With R/igraph package and cytoscape V3.5.1, GCN was built on the correlation matrix of integrin family genes with TIMP2 in GSE62254 and GSE15459, respectively. PCC for every pair of genes were calculated, and the gene pairs with |PCC| > 0.4 and FDR q < 0.05 were retained.

GSEA, venn diagram and Leading-Edge Gene Analysis (LEGA)

For GSEA, 50 available hallmark gene sets from MSigDB were used, and the expression levels of TIMP2 were set to annotate the phenotypes of samples. After performing 1,000 permutations, the first 20 signatures with FDR q < 0.1 and P < 0.005 were considered to be significantly enriched. The overlapped enriched hallmark signatures in GSE62254 and GSE15459 were illustrated by venn diagram, and further applied to LEGA.

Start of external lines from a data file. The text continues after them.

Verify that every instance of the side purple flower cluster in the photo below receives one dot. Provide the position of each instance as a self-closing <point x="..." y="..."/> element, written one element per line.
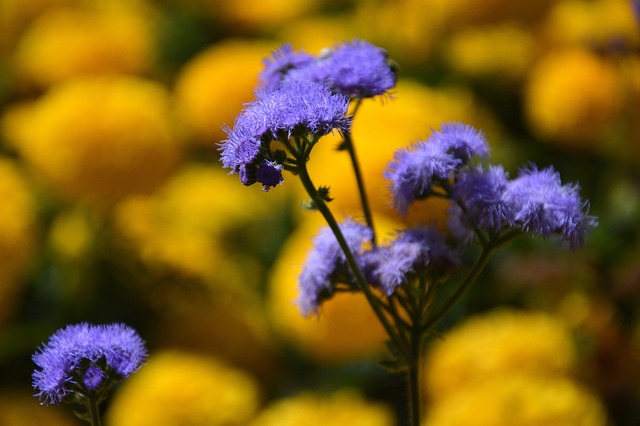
<point x="485" y="198"/>
<point x="301" y="95"/>
<point x="385" y="267"/>
<point x="84" y="356"/>
<point x="535" y="202"/>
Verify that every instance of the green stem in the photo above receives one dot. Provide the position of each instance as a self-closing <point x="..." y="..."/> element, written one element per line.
<point x="414" y="376"/>
<point x="462" y="290"/>
<point x="94" y="414"/>
<point x="364" y="201"/>
<point x="322" y="207"/>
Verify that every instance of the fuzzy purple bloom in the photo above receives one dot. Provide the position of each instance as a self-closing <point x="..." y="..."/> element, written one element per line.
<point x="413" y="171"/>
<point x="543" y="206"/>
<point x="295" y="109"/>
<point x="461" y="140"/>
<point x="70" y="360"/>
<point x="357" y="69"/>
<point x="410" y="253"/>
<point x="93" y="377"/>
<point x="278" y="66"/>
<point x="269" y="173"/>
<point x="481" y="192"/>
<point x="326" y="263"/>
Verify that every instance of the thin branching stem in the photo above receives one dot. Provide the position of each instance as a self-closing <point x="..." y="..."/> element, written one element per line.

Correlation tests, K-M log-rank test, multi-variate COX analysis with bootstrapping, and ROC curve

Based on GSE62254 and GSE15459, spearman correlation tests were, respectively, performed to analyze the correlation of TIMP2 and CPPs, including age, sex, Lauren type, T-stage, N-stage, M-stage, and TNM stage. In the survival assays using K-M method and log-rank test, expression level of TIMP2 was dichotomized as high and low with median as the cutoff value. Multi-variate Cox PH models were used to estimate HR and 95% confidence interval (CI). The final multivariate model was constructed based on the Akaike information criterion (AIC) value using both “backward” and “forward” stepwise selection methods, and further internally validated by coefficients and 95% CIs using bootstrapping (1000 replications). Based on the risk scores, the AUC (t) curve was plotted to illustrate time dependent sensitivity and specificity of corresponding time-dependent receiver-operating characteristics (ROC) at each observed event time.